Eu posso contar a história do rapaz que chegou em casa e ele, ele, encontrou a mãe e então a mãe dele tinha outro filho, não era irmão dele, era um filho contratado, eles eram parecidos e...

* NÃO. NÃO PODE. SEU MERDA. VOCÊ É UM NARRADOR PERSONAGEM. NÃO TEM HISTÓRIA PRA VOCÊ TAMBÉM. DESAPAREÇA. *

- Cara escroto.

Será que é sempre assim?

- Vamos perguntar. Thiago, ei, Thiago! Venha cá.

[N.A.: Oi. Eu estava fazendo a ilustração para o conto de vocês, mas parece que foi cancelado, né? Que pena.]

- Ele sempre trata você assim?

[N.A.: Assim como?]

Gritando. Dando ordens.

- Mal.

[N.A.: Não é isso. Ele não me trata mal.]

- Me pareceu muito mal. Olha o que ele fez comigo. Acabou comigo. Eu sou um personagem mas tenho sentimentos.

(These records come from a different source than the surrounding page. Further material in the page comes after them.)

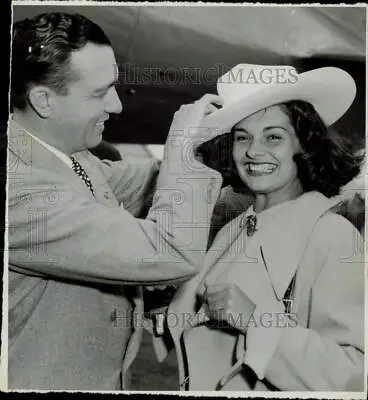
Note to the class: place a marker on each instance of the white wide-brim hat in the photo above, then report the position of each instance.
(248, 88)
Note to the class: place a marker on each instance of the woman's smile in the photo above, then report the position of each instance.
(259, 169)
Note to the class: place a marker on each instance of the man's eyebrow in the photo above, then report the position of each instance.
(268, 128)
(240, 130)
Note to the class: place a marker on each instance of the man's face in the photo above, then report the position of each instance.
(80, 115)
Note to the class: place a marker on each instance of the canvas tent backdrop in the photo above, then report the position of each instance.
(170, 55)
(164, 46)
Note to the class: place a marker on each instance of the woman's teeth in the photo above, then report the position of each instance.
(265, 168)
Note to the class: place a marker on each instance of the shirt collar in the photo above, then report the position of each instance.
(62, 156)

[N.A.: Ele só quer o melhor para mim.]

Você chama isso de melhor?

[N.A.: Claro. Ele só é rigoroso. Graças aos toques que ele me dá, eu nunca publico contos ruins. Tudo o que eu escrevo acaba saindo ótimo. Tem seu preço, é verdade, que é eu ter que abrir mão de histórias bobas que não vão a lugar nenhum. Mas isso é bom.]

- Me parece mais censura.

Ele não te deixa escrever besteiras?

[N.A.: Nunca. Jamais. Sempre me protege. Por isso é meu herói favorito.]

- Mas você não quer?

[N.A.: Sim, até quero, bem que tento. Só que ele não deixa.]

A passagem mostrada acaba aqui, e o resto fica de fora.